Can you post a reference to the arguments? Most arguments against C++ are very dated, and sometimes are comming from people whose experience is mostly as a C programmer.
Eric S. Raymond's article is indeed interesting, but it doesn't contain a lot of real arguments. I find most of them to be anecdotes and they are not very convincing. The most convincing one is that people who are not proficient in C++ write code with horrible errors, and that is because the language contains so many subtle (and obvious) ways to shoot yourself in the head.
Most of the problems C++ has are coming from being backward-compatible with outdated language features, explicitly the C-subset. Even the problems with the toolchain are more less inherited from the C compile-link model and its use of the preprocessor as a "module" system.
If you use the language as intended, e.g. in the C++ core guidelines, you will se very nice language emerging which enables to write very efficient and elegant code, sometimes doing things that C cannot do, such as expression templates.
I can see points against exceptions, but generally RAII has nothing to with exceptions, so what is the point against this?
It makes managing any resource with acquire/release semantics very easy. It also prevents errors when the code is modified later because you cannot forget to call cleanup code as it is done automatically. I have no experience with kernel programming, but acquire/release seems to be something that is done in the kernel.

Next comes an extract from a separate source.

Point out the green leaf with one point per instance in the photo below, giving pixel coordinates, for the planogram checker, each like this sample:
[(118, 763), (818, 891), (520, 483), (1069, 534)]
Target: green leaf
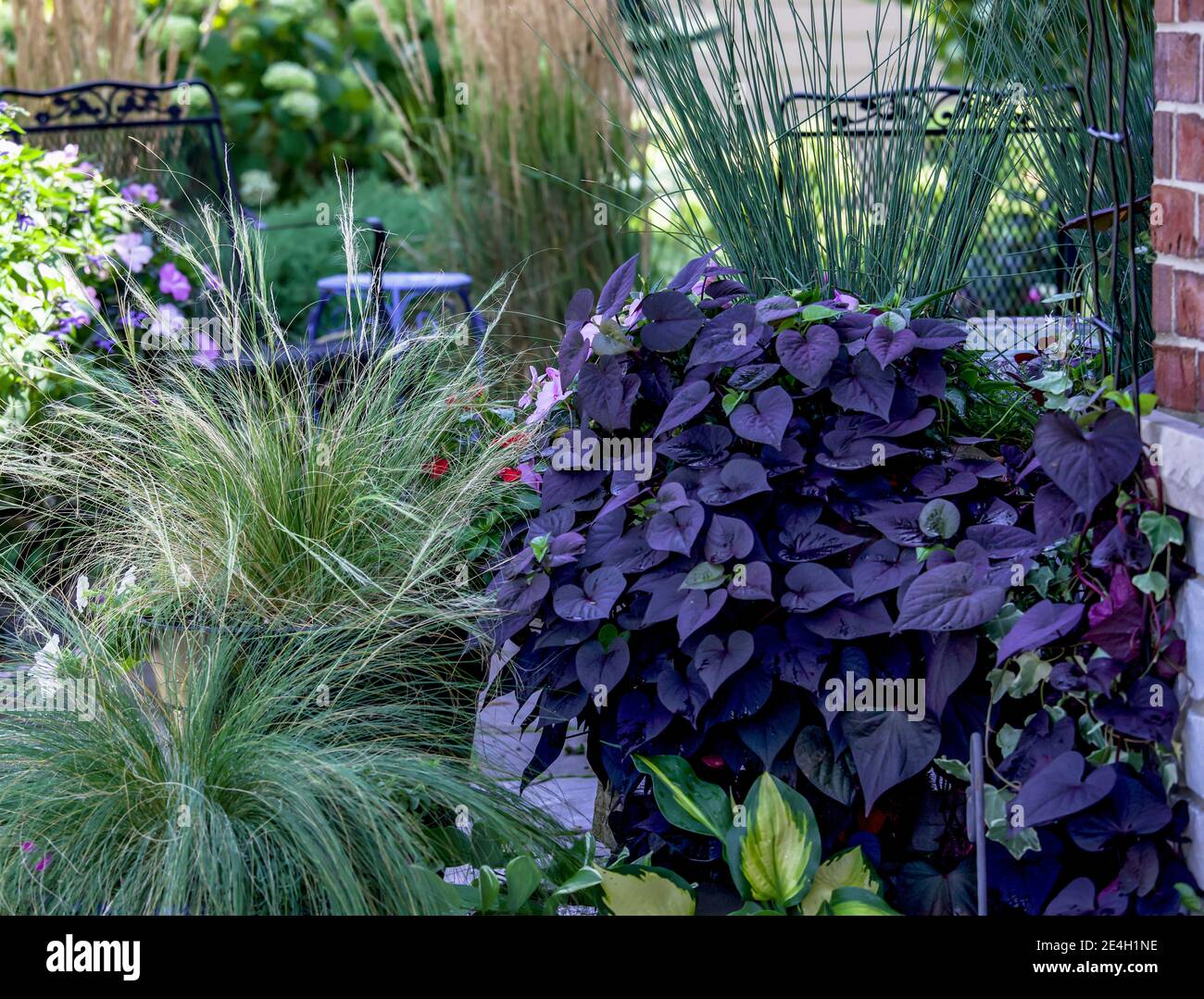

I don't think it is a good blog post. He first criticises exception handling as undefined behavior which it is certainly not, and then criticises exception handling in general because it decouples error raising from error handling. This is whole point of exception handling because they should be used for non-local errors. Most of the "errors" handled in Martin's projects ZeroMQ and Nanomsg (which are both great libraries btw!) should not be handled as exceptions, as they are not unexpected values but rather states that have to be handled. Here, he uses the wrong tool for the job and criticises the tool.
He then criticises exceptions thrown in constructors and favors a init-function style. I never had any problem with this because I follow the rule that there shouldn't be much code in the constructor. The one and only task of a constructor is to establish the object's invariant. If that is not possible, then the object is not usable and the caller needs to react and shall not use the object.
In the second series, he first compares apples (intrusive containers) and oranges (non-intrusive containers), and then argues that the language forces him to design his software that way. Basically he argues that encapsulation makes it impossible in his case to write efficient code, and that you have to sacrifice it for performance.
However, with C++, you can extract the property of being an object in an intrusive list into a re-usable component, e.g. a mix-in, and then use your intrusive list with all other types. I can't do this in C in a type-safe manner, or I have to modify the structs to contain pointers, but why should they have anything to do with a container at all?
Besides that, I think that Martin is a greate programmer who did an amazing job with ZeroMQ. But I have the impression that he is wrong in this case.